AhR binds to a variety of exogenous and endogenous ligands and controls the induction of IL22 in immune cells, and thus helps in the repair of lung epithelium. We determined the expression of Cyp1a1, a marker for AhR activation, in PM-exposed and influenza-infected mice. Similar to IL22 and IL23, Cyp1a1 expression was significantly increased at 0.5 dpe, but this increase had abated by 1 dpe and later at 6 dpe (Fig. 1C). There was no difference in the expression between sham-infected vehicle-exposed and PM-exposed mice at 6 dpe. Following influenza infection, Cyp1a1 expression increased significantly in vehicle-exposed mice but failed to increase in PM-exposed mice. Together, these results suggest an association between suppressed IL22 expression and altered AhR activation and indicate that failure of AhR activation may have led to suppressed IL22 expression following influenza infection.

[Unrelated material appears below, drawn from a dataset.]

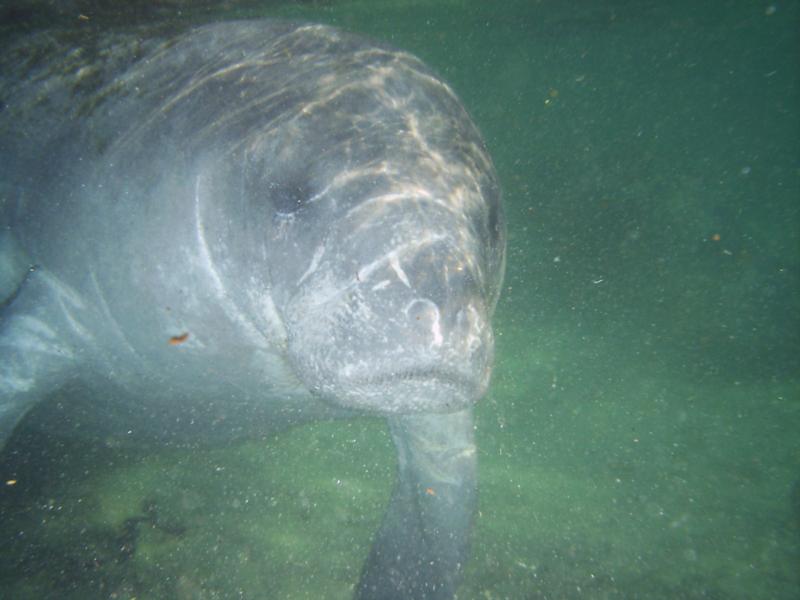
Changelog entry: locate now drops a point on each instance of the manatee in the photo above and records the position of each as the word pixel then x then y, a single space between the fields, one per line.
pixel 214 233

Long-term exposure to PM suppresses induction of IL22 + immune cells following influenza infection
Type 3 innate lymphoid cells (ILC3) play a major role in maintenance and repair of gut epithelium and are one of the major sources of IL22 [45]. We sought to determine the effect of long-term PM exposure on lung ILC3. After initial exposure to PM, the percent of ILC3 significantly increased at 1 dpe, but such increase was not seen later at 4 dpe. Upon infection with influenza, the percent of ILC3 increased in the vehicle-exposed mice, but not in PM-exposed mice (Fig. 2A, B). In addition, the MFI of intracellular IL22 in ILC3 was significantly higher at 1 dpe, but failed to increase later at 2 dpi in PM-exposed mice (Fig. 2C, D). The numbers of ILC3 and intracellular levels of IL22 correlated with IL22 expression in the lungs of PM-exposed mice.

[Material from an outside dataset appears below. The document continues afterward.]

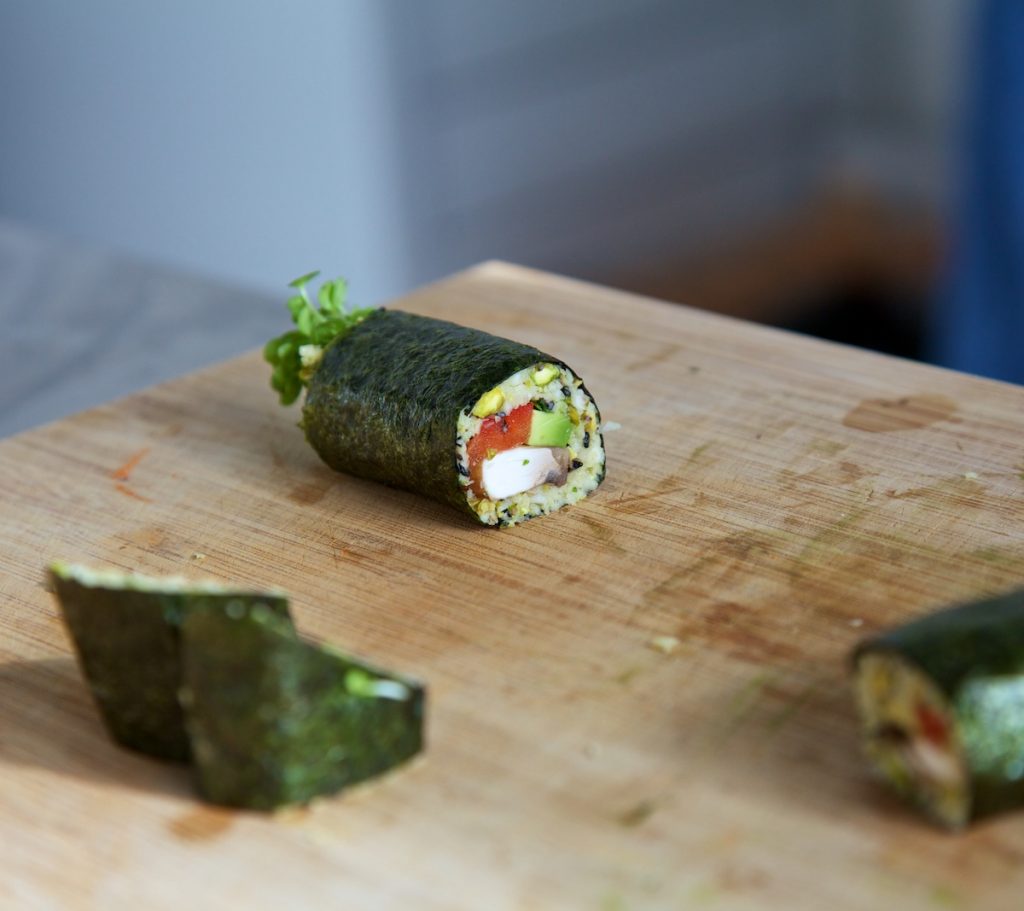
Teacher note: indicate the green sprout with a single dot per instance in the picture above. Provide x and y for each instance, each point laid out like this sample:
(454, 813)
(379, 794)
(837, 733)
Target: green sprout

Long-term PM exposure induces lung microbiota dysbiosis and alters microbial metabolites
Lung microbes metabolize various endogenous components in the body and produce metabolites that activate signaling pathways controlling biological functions. Many of these metabolites are ligands for AhR, thus important for AhR activation and consequent IL22 production. We determined the effect of PM exposure on lung microbiota (4 dpe, no infection). Relative abundance of various bacterial species were determined, but only the species showing > 5% difference were graphed. The data indicated significantly increased relative abundance of Tissierella species in lungs of PM-exposed mice (Fig. 3A). The beta-diversity, analyzed using Bray–Curtis dissimilarity index and represented using Principal Coordinates Analysis, showed that the microbiota of PM-exposed mice (red dots) was dissimilar to that of vehicle-exposed mice (blue dots) (Fig. 3B). Further, the alpha-diversity, measured by Shannon index analysis, significantly reduced in lungs of mice exposed to PM as compared to that of mice exposed to vehicle. (Fig. 3C). These data indicate that prolonged exposure to PM alters the lung microbiota.

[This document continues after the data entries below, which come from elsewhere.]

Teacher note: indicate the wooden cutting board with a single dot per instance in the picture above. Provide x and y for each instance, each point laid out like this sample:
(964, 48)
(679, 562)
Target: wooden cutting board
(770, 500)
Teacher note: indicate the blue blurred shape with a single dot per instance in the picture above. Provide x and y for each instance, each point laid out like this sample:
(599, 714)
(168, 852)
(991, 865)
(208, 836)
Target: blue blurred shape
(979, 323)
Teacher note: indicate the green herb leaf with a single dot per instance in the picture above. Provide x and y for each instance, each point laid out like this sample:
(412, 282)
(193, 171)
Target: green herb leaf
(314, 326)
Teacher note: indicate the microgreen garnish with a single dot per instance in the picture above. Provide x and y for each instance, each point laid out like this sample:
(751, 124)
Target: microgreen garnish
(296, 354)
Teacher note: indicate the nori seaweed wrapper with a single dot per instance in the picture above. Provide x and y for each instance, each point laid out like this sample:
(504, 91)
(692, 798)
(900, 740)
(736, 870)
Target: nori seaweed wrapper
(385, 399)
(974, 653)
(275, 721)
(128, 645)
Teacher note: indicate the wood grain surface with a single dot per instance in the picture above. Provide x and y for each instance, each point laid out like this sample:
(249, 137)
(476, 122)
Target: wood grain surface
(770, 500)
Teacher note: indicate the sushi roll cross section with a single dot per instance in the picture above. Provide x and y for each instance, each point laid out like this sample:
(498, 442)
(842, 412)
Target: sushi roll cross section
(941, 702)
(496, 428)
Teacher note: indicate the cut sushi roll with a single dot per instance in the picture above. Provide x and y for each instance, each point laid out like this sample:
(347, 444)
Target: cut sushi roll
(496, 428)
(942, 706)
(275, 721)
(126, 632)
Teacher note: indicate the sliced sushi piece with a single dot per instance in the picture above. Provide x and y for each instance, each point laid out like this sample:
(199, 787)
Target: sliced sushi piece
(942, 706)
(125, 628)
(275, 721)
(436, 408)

We further measured the concentrations of tryptophan and indole (a tryptophan metabolite produced by resident microorganisms) in BALF from PM exposed mice at 4 dpe. There was no difference in the levels of tryptophan between vehicle and PM exposed mice (Fig. 3D). On the other hand, exposure to PM reduced the levels of indole in the lungs as compared to that in lungs of mice exposed to vehicle (Fig. 3E). Together, these data indicate that exposure to PM alters the lung microbiota leading to reduced production of microbial metabolites that act as AhR ligands.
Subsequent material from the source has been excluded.